Kumarasamy V, Wahab A H Abdul, Chua S K, Hassan Z, Chem Y K, Mohamad M, Chua K B
Makmal Kesihatan Awam Kebangsaan (National Public Health Laboratory), Kementerian Kesihatan, Lot 1853 Kg. Melayu, 47000 Sungai Buloh, Selangor, Malaysia.
J Virol Methods. 2007 Mar;140(1-2):75-9. doi: 10.1016/j.jviromet.2006.11.001. Epub 2006 Nov 30.

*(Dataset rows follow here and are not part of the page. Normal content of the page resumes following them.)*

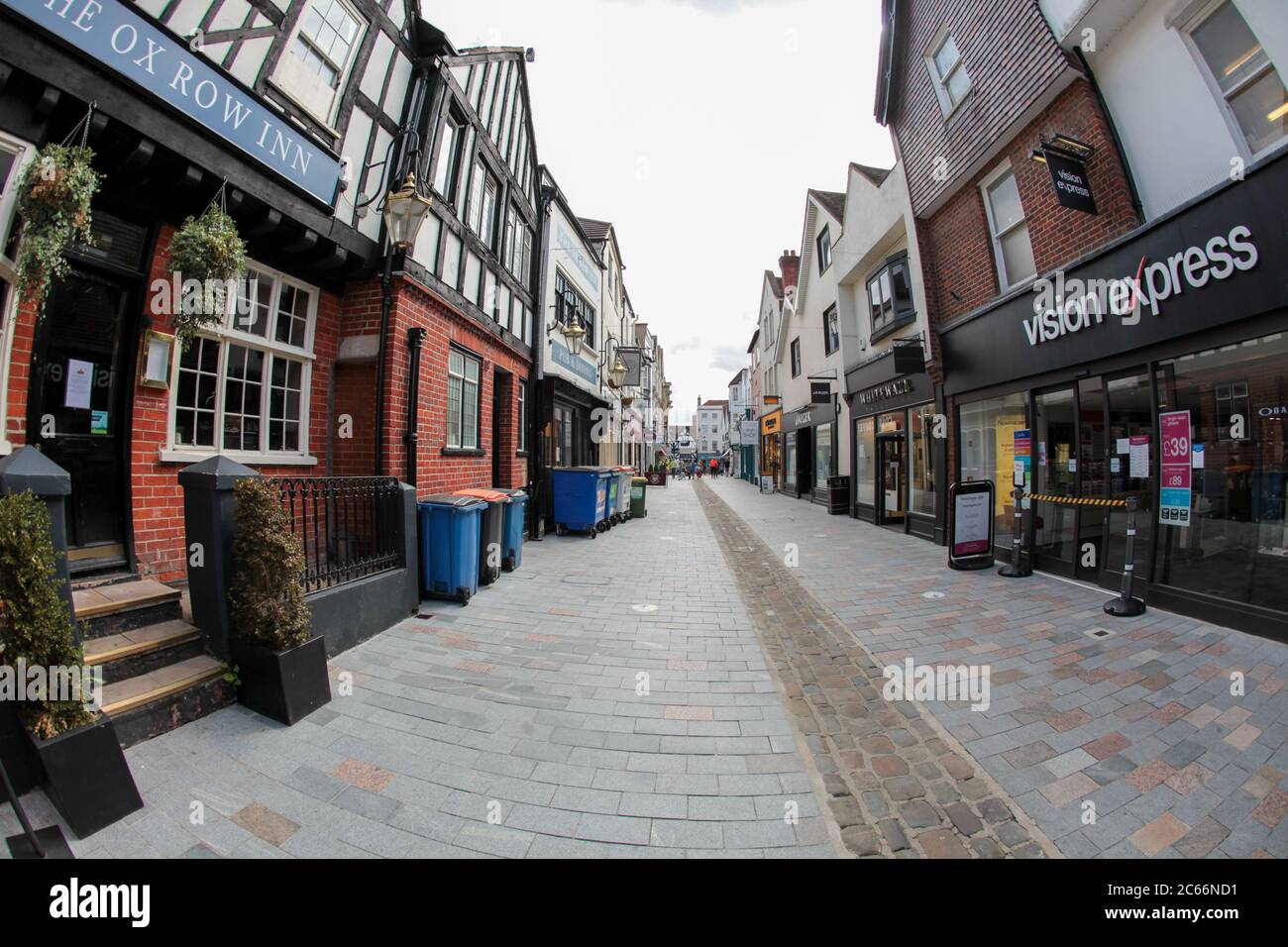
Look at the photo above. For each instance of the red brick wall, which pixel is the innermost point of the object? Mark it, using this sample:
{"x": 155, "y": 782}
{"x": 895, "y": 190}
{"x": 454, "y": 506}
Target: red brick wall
{"x": 957, "y": 253}
{"x": 439, "y": 472}
{"x": 1012, "y": 58}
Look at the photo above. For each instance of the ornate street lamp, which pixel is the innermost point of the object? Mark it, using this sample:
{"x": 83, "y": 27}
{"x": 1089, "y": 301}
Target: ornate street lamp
{"x": 404, "y": 211}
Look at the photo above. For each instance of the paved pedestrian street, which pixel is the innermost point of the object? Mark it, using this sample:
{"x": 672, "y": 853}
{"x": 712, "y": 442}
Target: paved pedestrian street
{"x": 708, "y": 681}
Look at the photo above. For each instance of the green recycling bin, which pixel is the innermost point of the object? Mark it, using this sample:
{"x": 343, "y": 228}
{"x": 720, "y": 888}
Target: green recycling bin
{"x": 639, "y": 487}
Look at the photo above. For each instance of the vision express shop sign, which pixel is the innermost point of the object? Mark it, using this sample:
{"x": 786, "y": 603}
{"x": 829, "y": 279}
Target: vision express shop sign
{"x": 136, "y": 50}
{"x": 1210, "y": 264}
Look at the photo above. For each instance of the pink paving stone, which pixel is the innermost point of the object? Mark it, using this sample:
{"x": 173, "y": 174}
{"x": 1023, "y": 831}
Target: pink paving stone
{"x": 362, "y": 775}
{"x": 1107, "y": 746}
{"x": 1127, "y": 678}
{"x": 1243, "y": 736}
{"x": 1146, "y": 777}
{"x": 1170, "y": 712}
{"x": 1185, "y": 781}
{"x": 1068, "y": 720}
{"x": 683, "y": 712}
{"x": 1096, "y": 676}
{"x": 678, "y": 665}
{"x": 1159, "y": 834}
{"x": 1271, "y": 809}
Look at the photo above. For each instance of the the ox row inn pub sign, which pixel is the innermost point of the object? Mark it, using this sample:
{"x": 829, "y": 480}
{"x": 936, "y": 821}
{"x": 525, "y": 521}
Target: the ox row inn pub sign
{"x": 132, "y": 47}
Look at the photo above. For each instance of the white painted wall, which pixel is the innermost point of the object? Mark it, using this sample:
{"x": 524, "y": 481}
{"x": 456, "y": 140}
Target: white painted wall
{"x": 1176, "y": 131}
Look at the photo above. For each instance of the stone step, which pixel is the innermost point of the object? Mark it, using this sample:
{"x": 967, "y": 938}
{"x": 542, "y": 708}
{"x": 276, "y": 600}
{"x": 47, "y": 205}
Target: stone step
{"x": 117, "y": 607}
{"x": 143, "y": 650}
{"x": 145, "y": 688}
{"x": 162, "y": 698}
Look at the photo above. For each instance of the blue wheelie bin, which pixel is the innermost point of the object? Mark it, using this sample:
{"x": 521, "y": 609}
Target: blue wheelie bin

A commercial dengue NS1 antigen-capture ELISA was evaluated to demonstrate its potential application for early laboratory diagnosis of acute dengue virus infection. Dengue virus NS1 antigen was detected in 199 of 213 acute serum samples from patients with laboratory confirmation of acute dengue virus infection but none of the 354 healthy blood donors' serum specimens. The dengue NS1 antigen-capture ELISA gave an overall sensitivity of 93.4% (199/213) and a specificity of 100% (354/354). The sensitivity was significantly higher in acute primary dengue (97.3%) than in acute secondary dengue (70.0%). The positive predictive value of the dengue NS1 antigen-capture ELISA was 100% and negative predictive value was 97.3%. Comparatively, virus isolation gave an overall positive isolation rate of 68.1% with a positive isolation rate of 73.9 and 31.0% for acute primary dengue and acute secondary dengue, respectively. Molecular detection of dengue RNA by RT-PCR gave an overall positive detection rate of 66.7% with a detection rate of 65.2 and 75.9% for acute primary dengue and acute secondary dengue, respectively. The results indicate that the commercial dengue NS1 antigen-capture ELISA may be superior to virus isolation and RT-PCR for the laboratory diagnosis of acute dengue infection based on a single serum sample.
对一种商用登革热NS1抗原捕获酶联免疫吸附测定法(ELISA)进行了评估,以证明其在急性登革热病毒感染早期实验室诊断中的潜在应用价值。在213份经实验室确诊为急性登革热病毒感染患者的急性血清样本中,有199份检测到登革热病毒NS1抗原,但在354份健康献血者的血清样本中均未检测到。登革热NS1抗原捕获ELISA的总体灵敏度为93.4%(199/213),特异性为100%(354/354)。急性初次登革热的灵敏度(97.3%)显著高于急性二次登革热(70.0%)。登革热NS1抗原捕获ELISA的阳性预测值为100%,阴性预测值为97.3%。相比之下,病毒分离的总体阳性分离率为68.1%,急性初次登革热和急性二次登革热的阳性分离率分别为73.9%和31.0%。通过逆转录聚合酶链反应(RT-PCR)对登革热RNA进行分子检测,总体阳性检出率为66.7%,急性初次登革热和急性二次登革热的检出率分别为%和75.9%。结果表明,基于单份血清样本,商用登革热NS1抗原捕获ELISA在急性登革热感染的实验室诊断中可能优于病毒分离和RT-PCR。